Adaptive Instance Normalization for Style Transfer

4 Oct 2025

Neural style transfer is a really cool computer vision technique that uses deep learning to combine the content of one image with the artistic style of another. Imagine taking a photo of your dog and repainting it in the style of Van Gogh's "The Starry Night.” We give the model a content image (what we want to see) and a style image (how we want to see it), and the algorithm magically blends them together.

The key idea is that a CNN pre-trained for image classification (like VGG19) has already learned to create a rich hierarchy of feature representations of an image.

Early Layers: These layers learn to detect simple features like edges, corners, and color blobs.
Deeper Layers: These layers combine the simple features to recognize more complex things like textures, patterns, parts of objects (an eye, a wheel), and eventually, entire objects (a face, a car).

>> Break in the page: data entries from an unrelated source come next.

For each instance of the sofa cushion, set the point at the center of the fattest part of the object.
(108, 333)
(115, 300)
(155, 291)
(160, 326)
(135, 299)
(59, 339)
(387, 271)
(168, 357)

Neural style transfer exploits this hierarchy in a brilliant way:

Content Representation: The activations from the deeper layers of the network are used to represent the content of an image. A deep layer doesn't care much about the exact colors or textures, but it knows if it's looking at a dog or a building.
Style Representation: The activations from the early and middle layers are used for the style. These layers are great at capturing textures, brushstroke patterns, and color schemes.

There are many algorithms used for neural style transfer. Gatys et al. came up with the original optimization based feature-correlation method. We will focus on Adaptive Instance Normalization (AdaIN) by Huang et al. AdaIN based models take both the content and style images as input at the same time and are designed to separate and then recombine the content and style features in a single forward pass. They successfully combine the speed of feed-forward networks with the flexibility of the original method by Gatys et al.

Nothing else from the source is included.